AWS Lambda Duplex Stream to S3

An example of how to stream large files to S3 from an external source on AWS Lambda using the JavaScript AWS SDK v3

Motivation

In use cases where lambda needs to download and upload files that can range widely in size, using a standard up-front download and upload flow will require increasing the lambda memory configuration to be large enough to store the file while the transfer occurs.

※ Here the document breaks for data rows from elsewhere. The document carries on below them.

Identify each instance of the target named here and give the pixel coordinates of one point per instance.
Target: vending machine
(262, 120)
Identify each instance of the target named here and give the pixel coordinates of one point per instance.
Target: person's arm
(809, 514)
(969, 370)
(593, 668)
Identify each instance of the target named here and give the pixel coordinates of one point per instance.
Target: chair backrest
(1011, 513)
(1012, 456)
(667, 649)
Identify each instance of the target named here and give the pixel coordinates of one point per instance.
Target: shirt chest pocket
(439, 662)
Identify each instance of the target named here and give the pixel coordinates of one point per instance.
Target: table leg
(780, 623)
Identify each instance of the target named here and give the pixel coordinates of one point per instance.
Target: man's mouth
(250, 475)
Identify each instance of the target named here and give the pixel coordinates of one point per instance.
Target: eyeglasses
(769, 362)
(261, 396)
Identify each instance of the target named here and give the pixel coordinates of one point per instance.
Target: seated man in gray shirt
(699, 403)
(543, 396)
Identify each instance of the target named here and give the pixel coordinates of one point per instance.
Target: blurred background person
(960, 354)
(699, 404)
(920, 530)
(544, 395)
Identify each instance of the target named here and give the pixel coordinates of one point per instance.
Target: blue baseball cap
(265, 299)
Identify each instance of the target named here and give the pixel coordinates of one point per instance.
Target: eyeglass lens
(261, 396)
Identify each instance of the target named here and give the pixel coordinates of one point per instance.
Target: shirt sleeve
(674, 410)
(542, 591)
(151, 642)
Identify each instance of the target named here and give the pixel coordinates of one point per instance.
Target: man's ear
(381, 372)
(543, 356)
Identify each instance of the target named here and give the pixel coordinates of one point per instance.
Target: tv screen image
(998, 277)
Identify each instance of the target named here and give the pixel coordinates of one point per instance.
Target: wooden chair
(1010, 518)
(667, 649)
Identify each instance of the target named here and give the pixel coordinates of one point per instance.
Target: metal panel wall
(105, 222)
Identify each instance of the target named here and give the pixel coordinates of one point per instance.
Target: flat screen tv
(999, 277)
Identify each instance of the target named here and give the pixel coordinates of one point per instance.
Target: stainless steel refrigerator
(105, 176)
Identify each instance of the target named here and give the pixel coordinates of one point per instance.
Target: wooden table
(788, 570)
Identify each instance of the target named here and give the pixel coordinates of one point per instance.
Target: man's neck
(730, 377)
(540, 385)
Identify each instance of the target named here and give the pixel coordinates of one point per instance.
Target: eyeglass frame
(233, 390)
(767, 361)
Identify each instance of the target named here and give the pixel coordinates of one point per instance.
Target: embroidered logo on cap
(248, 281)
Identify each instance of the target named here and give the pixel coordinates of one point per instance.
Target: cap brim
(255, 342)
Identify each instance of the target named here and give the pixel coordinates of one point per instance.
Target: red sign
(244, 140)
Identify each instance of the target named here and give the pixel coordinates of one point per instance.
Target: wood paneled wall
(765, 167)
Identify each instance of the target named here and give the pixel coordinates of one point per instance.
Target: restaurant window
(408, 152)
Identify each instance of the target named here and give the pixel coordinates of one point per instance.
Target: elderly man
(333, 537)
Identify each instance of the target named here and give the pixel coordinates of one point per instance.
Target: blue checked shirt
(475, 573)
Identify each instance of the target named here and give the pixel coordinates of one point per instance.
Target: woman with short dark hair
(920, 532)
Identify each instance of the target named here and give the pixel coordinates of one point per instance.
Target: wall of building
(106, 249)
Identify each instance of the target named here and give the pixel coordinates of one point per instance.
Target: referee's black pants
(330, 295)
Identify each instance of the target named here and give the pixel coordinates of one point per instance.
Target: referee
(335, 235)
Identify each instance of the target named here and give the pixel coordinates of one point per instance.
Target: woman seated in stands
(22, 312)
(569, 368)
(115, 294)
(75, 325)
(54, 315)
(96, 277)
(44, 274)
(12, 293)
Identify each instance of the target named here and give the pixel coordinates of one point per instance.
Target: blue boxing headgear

By using an approach with streams, the lambda memory configuration is no longer a constraint, allowing us to process files of any size as long as the transfer can occur within the maximum execution time (15 minutes).

Prerequisites

To deploy this CDK application, you will need the following:

Node.js v10 or later (LTS only)
Docker (for building the lambda function)
An AWS profile with valid IAM credentials

Usage

Deploy the CDK stack by cloning this repository then running:

npm run build && npm run deploy

Run the invoke.sh script with a URL of large file (will take some time while the lambda pulls in the file and uploads):

./invoke.sh "https://ai2-public-datasets.s3.us-west-2.amazonaws.com/arc/ARC-V1-Feb2018.zip" # 649 MB file

Your lambda will then stream the incoming data from your URL while streaming the data to S3.

Open the S3 Console when the lambda has completed to see the file has been uploaded to your bucket.

Note: If you need to specify an AWS profile other than default to use, set the AWS_PROFILE environment variable in your shell before running any commands.

Cleaning Up

Run the following command to remove all of the resources created by this CDK stack.

npm run destroy

Security

See CONTRIBUTING for more information.

License

This library is licensed under the MIT-0 License. See the LICENSE file.